In order to establish a claim for fraud or misrepresentation under Michigan law, a plaintiff must demonstrate that:
(1) the defendant made a material misrepresentation;
(2) it was false;
(3) when the defendant made it, he knew that it was false, or made it recklessly, without any knowledge of its truth, and as a positive assertion;
(4) he made it with the intention that it should be acted upon by the plaintiff;
(5) the plaintiff acted in reliance upon the false misrepresentation; and
(6) the plaintiff thereby suffered injury.Aerospace America, Inc. v. Abatement Technologies, Inc., 738 F.Supp. 1061, 1068 (E.D.Mich.1990) (citing Hi-Way Motor Co. v. International Harvester Co., 398 Mich. 330, 247 N.W.2d 813, 816 (1976)). Each of the above elements must be established by the plaintiff by clear, satisfactory and convincing evidence. Id.; Youngs v. Tuttle Hill Corp., 373 Mich. 145, 147, 128 N.W.2d 472 (1964); Hi-Way Motor Co. supra, 398 Mich. at 336, 247 N.W.2d 813. Further, all of the elements must be found to exist; the absence of any one of them is fatal to recovery. Hi-Way Motor Co, supra. Plaintiffs' bare allegations that Defendants failed to comply with the requirements of M.C.L. § 600.3204, et seq., do not come close to making the required strong showing of fraud.
Because Plaintiffs have failed to show that there existed a strong case of fraud or irregularity, Plaintiffs lack standing to challenge any alleged defects in the foreclosure.
Plaintiffs' claim of a violation of M.C.L. § 600.3205c also must be dismissed. Plaintiffs do not dispute that they timely received the 14-day letter with a copy of the requisites of the Loan Modification program. They claim that they contacted Defendants "through their representatives" in order to obtain a Loan Modification, but that Defendants "failed to complete the Loan Modification process . . . and apparently denied Plaintiffs a Loan Modification" without "send[ing] Plaintiffs a denial letter with the calculations." [See Affidavit of Bernard Whitehead, ¶¶ 6-8]. The conclusory allegation that the defendant failed to adhere to the statute by failing to modify the plaintiff's mortgage has been repeatedly deemed insufficient to state a viable claim.
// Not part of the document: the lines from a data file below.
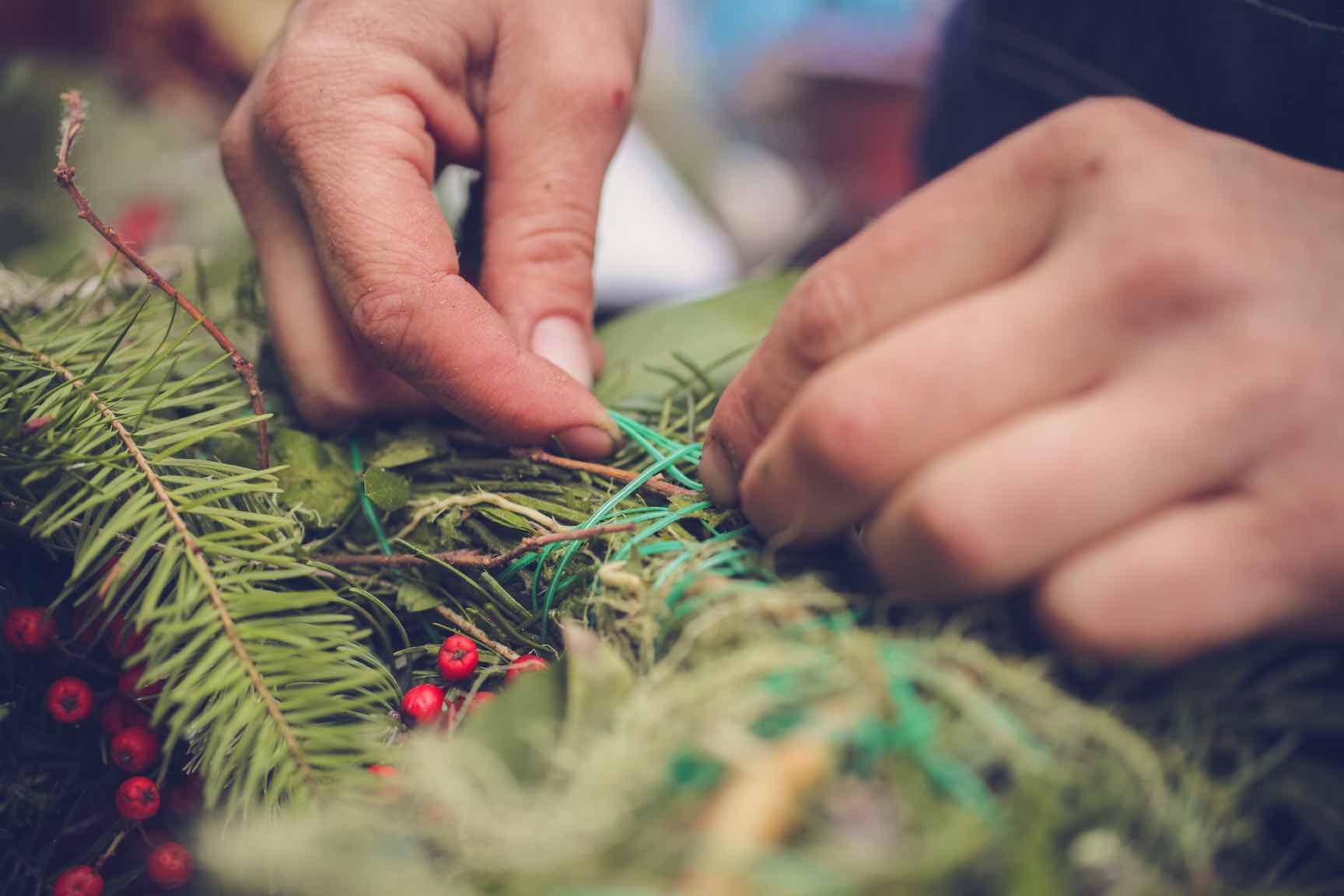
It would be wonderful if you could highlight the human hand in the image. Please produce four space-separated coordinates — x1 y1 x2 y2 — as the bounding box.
702 100 1344 658
220 0 645 455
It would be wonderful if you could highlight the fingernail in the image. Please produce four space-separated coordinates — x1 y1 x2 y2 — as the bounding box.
700 436 738 506
555 426 615 458
532 314 593 388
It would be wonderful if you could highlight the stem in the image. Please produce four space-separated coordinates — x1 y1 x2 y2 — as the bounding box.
93 828 126 873
5 340 313 782
52 90 270 470
515 450 699 499
434 604 519 662
322 523 639 569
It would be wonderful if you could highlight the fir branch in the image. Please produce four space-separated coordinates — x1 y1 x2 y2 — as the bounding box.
2 338 313 783
0 294 397 807
313 523 639 569
52 90 270 469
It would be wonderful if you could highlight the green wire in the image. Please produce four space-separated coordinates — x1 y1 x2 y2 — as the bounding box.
349 439 393 556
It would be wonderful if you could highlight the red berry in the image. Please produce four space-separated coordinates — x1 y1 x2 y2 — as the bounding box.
504 653 546 681
4 607 57 653
402 685 443 726
98 697 149 737
438 634 480 681
117 667 164 700
47 677 93 726
51 865 102 896
117 776 159 821
107 613 148 660
107 726 160 775
145 841 196 889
See Rabbah, 2013 WL 153729, at *5; Saroki, 2012 WL 5379169, at *6. Moreover, as this Court has previously observed, the statute "does not demand . . . that a lender modify a mortgage," Behnam, No. 12-12303, 8/14/2012 Op. at 5, but merely requires that the lender undertake an inquiry whether a borrower qualifies for a loan modification upon the borrower's request for such a modification and submission of the appropriate documentation. Moreover, Plaintiffs have failed to establish that they pursued the appropriate steps under the statute to trigger Defendants' obligation to consider their eligibility for a loan modification. Specifically, Plaintiffs have failed to establish that they contacted the appropriate "designated agent" within the specific 14-day time frame for doing so.
CONCLUSION
For all of the foregoing reasons,
IT IS HEREBY ORDERED that Defendants' Motion to Dismiss [Dkt. # 4] is GRANTED. Accordingly,
IT IS FURTHER ORDERED that this case be, and hereby is, DISMISSED, in its entirety, WITH PREJUDICE.
Let Judgment be entered accordingly,
Gerald E. Rosen
Chief Judge, United States District Court
CERTIFICATE OF SERVICE
I hereby certify that a copy of the foregoing document was served upon the parties and/or counsel of record on September 24, 2013, by electronic and/or ordinary mail.